ストーリー・作品解説







 長期にわたる平和は、人類から戦闘本能までをも奪ってしまった。統一政府はこの事態を憂慮し、2348年に擬似戦闘体験システム「ゲイングランド」を開発、人間の闘争本能を刺激することにした。しかし、突然制御していたスーパーコンピュータが暴走し、多くの人が機械の捕虜となってしまった。捕虜救出のために選ばれた3人のコマンドは、狂った「ゲイングランド」の中へと出動した。

「ゲイングランドシステム」

人間の闘争本能を充足させる事を目的として開発された、スーパーコンピュータ、戦闘シミュレーションシステム。
(MAC AUSTIN著“GAIN GROUND”より)


(『ゲイングランド』チラシより)





イメージイラスト

【高解像度ディスプレイ専用業務用マザーボード「システム24」】

 1988年、『ファンタジーゾーン』や『テトリス』など、それまでセガのアーケードゲームの主流となっていた業務用マザーボード(基板)「システム16(A/B)」の上位基板として、16ビットCPUを2個搭載し、これまでの筐体で使用されていた水平走査周波数15.750kHzのディスプレイよりも高い解像度を誇る、水平走査周波数24.830kHzのディスプレイ(周波数が高くなることにより画面描画の速度が上がるため、ディスプレイへ転送出来る情報量が多くなる)で使用することを前提としたマザーボード「システム24」が登場する。

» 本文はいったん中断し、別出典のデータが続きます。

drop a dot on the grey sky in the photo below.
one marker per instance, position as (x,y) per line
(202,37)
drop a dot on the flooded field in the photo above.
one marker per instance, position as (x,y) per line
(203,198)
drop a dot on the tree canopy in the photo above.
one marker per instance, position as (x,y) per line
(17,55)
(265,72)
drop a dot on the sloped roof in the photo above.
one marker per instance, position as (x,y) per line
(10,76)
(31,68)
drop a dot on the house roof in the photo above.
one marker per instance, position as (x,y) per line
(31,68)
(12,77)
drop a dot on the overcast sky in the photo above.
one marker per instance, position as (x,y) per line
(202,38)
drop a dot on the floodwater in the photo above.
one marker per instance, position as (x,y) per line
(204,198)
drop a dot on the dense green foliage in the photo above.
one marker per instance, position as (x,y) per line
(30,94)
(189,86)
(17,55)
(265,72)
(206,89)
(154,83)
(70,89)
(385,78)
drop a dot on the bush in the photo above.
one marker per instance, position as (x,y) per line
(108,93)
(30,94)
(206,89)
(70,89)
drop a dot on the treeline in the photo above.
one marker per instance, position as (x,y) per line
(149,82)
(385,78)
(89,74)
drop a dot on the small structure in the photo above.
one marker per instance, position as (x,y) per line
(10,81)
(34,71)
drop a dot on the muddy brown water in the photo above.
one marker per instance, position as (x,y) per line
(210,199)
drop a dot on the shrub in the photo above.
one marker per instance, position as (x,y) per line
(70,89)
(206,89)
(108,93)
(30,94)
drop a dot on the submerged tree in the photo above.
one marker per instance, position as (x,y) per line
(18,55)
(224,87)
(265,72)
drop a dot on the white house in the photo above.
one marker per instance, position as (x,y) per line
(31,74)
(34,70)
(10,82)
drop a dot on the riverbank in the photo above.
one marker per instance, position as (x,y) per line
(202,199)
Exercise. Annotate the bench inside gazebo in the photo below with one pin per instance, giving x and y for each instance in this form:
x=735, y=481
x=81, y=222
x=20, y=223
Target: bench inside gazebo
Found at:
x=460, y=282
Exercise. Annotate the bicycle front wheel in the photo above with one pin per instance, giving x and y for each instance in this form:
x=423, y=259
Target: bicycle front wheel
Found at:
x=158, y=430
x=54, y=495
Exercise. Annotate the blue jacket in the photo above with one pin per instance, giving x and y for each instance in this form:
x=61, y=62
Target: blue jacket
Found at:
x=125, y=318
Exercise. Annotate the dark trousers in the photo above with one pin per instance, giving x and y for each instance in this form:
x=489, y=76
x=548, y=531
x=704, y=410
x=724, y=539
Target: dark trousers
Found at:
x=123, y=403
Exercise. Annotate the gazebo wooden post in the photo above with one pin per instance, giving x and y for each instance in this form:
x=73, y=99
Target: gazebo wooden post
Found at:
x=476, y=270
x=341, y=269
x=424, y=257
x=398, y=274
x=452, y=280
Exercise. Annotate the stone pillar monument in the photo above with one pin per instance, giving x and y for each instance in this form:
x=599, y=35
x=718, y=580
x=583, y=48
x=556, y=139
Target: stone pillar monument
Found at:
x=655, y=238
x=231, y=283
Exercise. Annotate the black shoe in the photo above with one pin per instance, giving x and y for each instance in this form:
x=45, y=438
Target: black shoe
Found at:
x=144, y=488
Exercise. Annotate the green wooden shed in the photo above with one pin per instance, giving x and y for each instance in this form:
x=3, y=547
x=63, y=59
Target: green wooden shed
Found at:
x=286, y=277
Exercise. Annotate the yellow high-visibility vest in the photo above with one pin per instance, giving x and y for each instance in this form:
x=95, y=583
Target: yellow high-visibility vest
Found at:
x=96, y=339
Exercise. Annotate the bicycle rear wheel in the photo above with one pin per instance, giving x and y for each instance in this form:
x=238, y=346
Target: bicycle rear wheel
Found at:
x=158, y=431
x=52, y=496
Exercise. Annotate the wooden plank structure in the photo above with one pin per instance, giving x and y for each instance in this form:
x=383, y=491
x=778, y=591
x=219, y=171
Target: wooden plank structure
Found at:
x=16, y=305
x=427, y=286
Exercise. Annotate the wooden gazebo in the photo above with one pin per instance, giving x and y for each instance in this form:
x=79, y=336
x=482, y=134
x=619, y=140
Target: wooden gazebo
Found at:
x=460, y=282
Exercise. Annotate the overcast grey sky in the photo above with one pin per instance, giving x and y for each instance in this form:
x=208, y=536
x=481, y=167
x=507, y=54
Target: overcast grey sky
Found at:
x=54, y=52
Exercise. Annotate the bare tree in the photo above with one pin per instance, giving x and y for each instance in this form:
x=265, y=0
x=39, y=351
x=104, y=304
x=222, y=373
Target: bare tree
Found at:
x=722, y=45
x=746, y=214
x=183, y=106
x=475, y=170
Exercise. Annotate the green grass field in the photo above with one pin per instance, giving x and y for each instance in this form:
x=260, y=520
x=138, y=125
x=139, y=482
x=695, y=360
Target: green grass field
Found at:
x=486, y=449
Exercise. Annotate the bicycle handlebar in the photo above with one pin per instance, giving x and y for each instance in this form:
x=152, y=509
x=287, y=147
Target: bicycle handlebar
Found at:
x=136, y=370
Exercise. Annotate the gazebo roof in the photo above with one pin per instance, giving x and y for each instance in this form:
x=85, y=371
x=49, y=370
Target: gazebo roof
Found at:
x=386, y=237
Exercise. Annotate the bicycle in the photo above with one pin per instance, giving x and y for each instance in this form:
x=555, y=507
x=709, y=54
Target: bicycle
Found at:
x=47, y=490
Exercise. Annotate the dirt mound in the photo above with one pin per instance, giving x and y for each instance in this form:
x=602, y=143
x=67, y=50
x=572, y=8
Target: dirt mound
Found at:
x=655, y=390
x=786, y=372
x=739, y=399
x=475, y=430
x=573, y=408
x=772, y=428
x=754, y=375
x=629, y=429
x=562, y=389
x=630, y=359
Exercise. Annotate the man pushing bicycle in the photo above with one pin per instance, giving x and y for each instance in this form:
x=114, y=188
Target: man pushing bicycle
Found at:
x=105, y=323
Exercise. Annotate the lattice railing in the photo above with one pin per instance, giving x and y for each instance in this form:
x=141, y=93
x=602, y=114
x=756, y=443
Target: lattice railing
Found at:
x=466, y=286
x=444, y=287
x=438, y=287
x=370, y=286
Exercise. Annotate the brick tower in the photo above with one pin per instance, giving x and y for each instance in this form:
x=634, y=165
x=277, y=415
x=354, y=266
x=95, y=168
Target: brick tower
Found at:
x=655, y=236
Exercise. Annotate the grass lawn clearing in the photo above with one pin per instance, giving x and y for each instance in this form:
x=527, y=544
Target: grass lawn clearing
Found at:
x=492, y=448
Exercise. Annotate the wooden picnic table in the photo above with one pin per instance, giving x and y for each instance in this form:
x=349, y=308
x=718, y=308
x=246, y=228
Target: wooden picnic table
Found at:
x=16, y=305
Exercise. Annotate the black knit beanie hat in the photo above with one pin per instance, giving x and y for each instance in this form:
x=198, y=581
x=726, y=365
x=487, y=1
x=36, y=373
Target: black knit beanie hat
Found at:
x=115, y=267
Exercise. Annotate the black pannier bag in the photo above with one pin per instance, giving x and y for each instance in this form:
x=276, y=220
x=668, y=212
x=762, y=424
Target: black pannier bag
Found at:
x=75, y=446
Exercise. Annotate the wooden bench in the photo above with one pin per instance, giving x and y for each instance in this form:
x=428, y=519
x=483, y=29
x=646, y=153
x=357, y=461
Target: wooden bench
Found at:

 システム24は高い解像度の他にも、フロッピーディスクドライブを搭載し、ゲームディスク(3.5インチ)とセキュリティチップを併用することにより海賊版対策を強化するといった工夫がなされている。システム24は、これまでの店舗に置かれていた15kHzのディスプレイでは表示できないため、同時期にシステム24に対応したシティ型筐体『エアロシティ』とテーブル型筐体『エアロテーブル26』も併せて登場する。

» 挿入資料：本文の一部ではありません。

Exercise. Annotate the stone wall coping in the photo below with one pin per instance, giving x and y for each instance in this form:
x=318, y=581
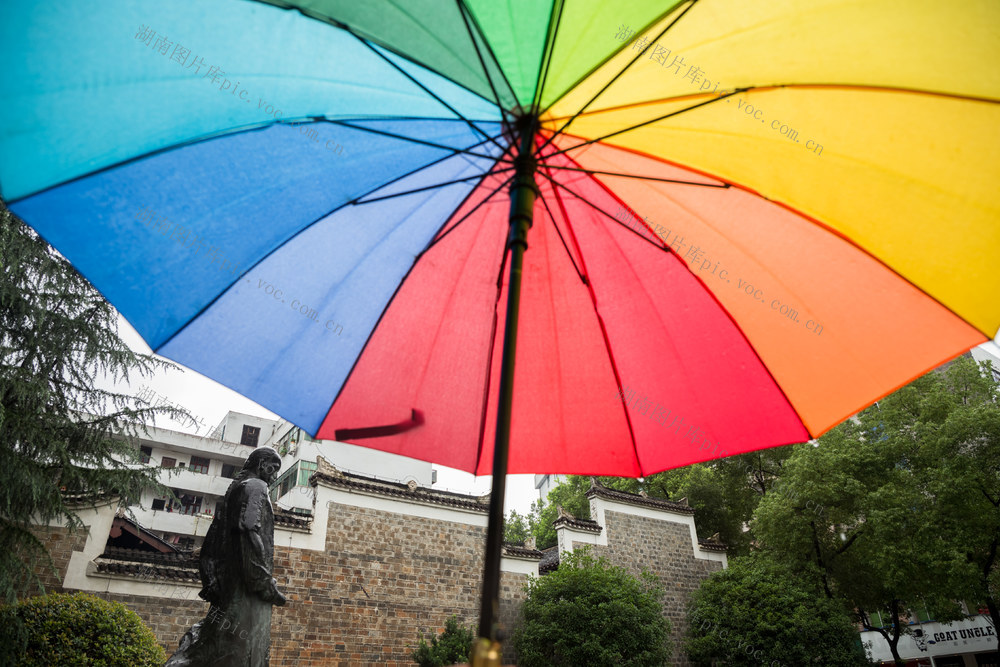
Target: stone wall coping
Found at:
x=517, y=551
x=711, y=545
x=403, y=492
x=635, y=499
x=588, y=525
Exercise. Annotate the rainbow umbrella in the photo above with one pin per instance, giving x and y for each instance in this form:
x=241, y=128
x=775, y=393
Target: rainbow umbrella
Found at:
x=747, y=220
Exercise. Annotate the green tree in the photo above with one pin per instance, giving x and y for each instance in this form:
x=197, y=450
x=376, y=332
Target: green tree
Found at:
x=77, y=629
x=60, y=432
x=452, y=647
x=757, y=613
x=589, y=612
x=909, y=490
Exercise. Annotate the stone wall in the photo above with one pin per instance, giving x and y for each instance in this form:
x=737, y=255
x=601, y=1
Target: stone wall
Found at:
x=377, y=572
x=61, y=544
x=383, y=582
x=643, y=534
x=637, y=542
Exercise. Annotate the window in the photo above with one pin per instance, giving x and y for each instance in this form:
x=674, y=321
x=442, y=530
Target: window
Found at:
x=250, y=436
x=305, y=470
x=199, y=464
x=190, y=504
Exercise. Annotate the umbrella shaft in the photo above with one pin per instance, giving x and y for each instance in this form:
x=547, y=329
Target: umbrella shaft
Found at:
x=522, y=201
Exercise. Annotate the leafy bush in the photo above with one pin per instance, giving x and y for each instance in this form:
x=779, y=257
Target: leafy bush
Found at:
x=77, y=630
x=589, y=612
x=756, y=612
x=453, y=646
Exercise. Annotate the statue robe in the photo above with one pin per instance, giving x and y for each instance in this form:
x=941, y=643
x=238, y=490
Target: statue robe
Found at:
x=236, y=563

システム24仕様(『ゲイングランド』チラシより抜粋)
CPU 68000-10(16bit CPU) 2個
スクロールキャラクター数 4096キャラクター(8dot×8dot)
スプライトキャラクター数 2000キャラクター(16dot×16dot)
画面 スクロール画面2面+WINDOW画面2面
スプライト、画面中2048個まで可能
サウンド FM音源8チャンネル
D/Aコンバータ(スピーチ・効果音用)
ステレオ・ヘッドホン出力
メモリー容量 RAM容量 1360Kbyte ROM容量 256Kbyte
カラー 4352/32768色中
『システム24』

システム16とシステム24

「システム16」が16ビットと8ビットのCPUを搭載していたのに対して、「システム24」は16ビットCPUを2個搭載している。また画面もシステム16の [320×224ドット] に対して、[496×384ドット] と、ヨコ・タテともにおよそ1.5倍の大きさを持つ。(左画像参照)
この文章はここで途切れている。